Day 14: Norwegian film The Art of Negative Thinking (2006) which was very entertaining and funny. It’s about a support group of positive thinking who take on a new member – a young wheelchair-bound man whose extreme negativity starts having an effect on others in the group: he ends up putting an end to false smiles and bringing out painful truths (with therapeutic and ‘cleansing’ results). A very enjoyable black comedy. Recommended!

The last film seen at the Leeds Film Festival was The King’s Speech about the friendship between King George VI and his speech therapist – a more commercial film with good performances, engaging and entertaining but overtly simplistic and without an ounce of intellectual challenge. People love it and it’s in the top 20 of festival favourites but I felt emotionally manipulated (cheated) and empty afterwards, so I’m not sure whether to recommend it or not.

Top 10

1. Tuesday, After Christmas
2. Ucle Boonmee Who Can Recall Past Lives
3. Face the Wall
4. A Town Called Panic
5. William S. Burroughs: A Man Within
6. Kosmos
7. Catfish
8. Welcome to North Korea
9. A Horrible Way to Die
10.  The Art of Negative Thinking

And that’s 31 films in two weeks.
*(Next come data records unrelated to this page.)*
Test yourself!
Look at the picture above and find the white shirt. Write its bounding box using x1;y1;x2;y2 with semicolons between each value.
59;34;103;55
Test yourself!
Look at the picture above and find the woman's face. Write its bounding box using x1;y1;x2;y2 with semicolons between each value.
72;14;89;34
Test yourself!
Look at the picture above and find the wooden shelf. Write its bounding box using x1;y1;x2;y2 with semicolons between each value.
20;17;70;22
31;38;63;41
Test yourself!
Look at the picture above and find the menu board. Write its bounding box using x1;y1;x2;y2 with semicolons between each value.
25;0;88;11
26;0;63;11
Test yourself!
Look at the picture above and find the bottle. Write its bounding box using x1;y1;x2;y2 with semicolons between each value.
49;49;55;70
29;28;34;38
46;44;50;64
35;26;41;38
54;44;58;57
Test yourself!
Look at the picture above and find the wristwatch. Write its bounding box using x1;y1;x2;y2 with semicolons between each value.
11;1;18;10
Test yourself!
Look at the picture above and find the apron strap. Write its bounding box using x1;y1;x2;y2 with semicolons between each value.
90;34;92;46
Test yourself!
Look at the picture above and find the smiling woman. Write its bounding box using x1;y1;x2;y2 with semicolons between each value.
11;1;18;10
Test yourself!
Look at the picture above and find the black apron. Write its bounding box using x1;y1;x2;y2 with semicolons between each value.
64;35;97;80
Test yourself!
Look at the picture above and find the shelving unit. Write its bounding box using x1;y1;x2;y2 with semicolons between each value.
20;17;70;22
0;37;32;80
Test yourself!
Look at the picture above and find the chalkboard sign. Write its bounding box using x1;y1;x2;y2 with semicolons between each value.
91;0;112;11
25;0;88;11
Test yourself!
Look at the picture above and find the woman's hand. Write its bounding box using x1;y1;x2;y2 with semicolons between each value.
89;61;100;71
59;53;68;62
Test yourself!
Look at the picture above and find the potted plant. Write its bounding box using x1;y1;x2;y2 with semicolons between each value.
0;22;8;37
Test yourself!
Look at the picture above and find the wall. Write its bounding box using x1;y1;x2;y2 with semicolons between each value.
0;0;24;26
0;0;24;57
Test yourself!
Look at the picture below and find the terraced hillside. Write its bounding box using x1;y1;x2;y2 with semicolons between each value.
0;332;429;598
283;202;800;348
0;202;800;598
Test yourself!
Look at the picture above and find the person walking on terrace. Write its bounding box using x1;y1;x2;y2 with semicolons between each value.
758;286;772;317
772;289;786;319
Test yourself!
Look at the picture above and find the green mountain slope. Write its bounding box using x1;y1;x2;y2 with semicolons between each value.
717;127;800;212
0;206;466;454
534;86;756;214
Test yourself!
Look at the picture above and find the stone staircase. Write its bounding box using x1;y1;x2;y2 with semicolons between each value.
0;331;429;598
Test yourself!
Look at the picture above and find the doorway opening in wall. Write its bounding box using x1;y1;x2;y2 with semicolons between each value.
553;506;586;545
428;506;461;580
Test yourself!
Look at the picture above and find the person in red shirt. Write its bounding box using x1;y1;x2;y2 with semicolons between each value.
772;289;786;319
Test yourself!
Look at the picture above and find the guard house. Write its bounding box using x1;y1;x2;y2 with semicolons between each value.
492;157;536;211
Resuming normal cinema attendance mode.


One Response to “Mini reviews of 31 films”

  1. Nice summary of the whole festival, it was nice for me having been there for the duration to either compare views or get an insight to films that I missed. Glad I aren’t the only one who is falling all over the predictable, dull, aristocratic attempt at the Rocky-underdog story (My anti-monarchy instincts don’t really help me have a measured and objective opionion though).
    Glad you liked The Art of Negative Thinking – my gut instinct is now telling me that it was the film of the festival for me.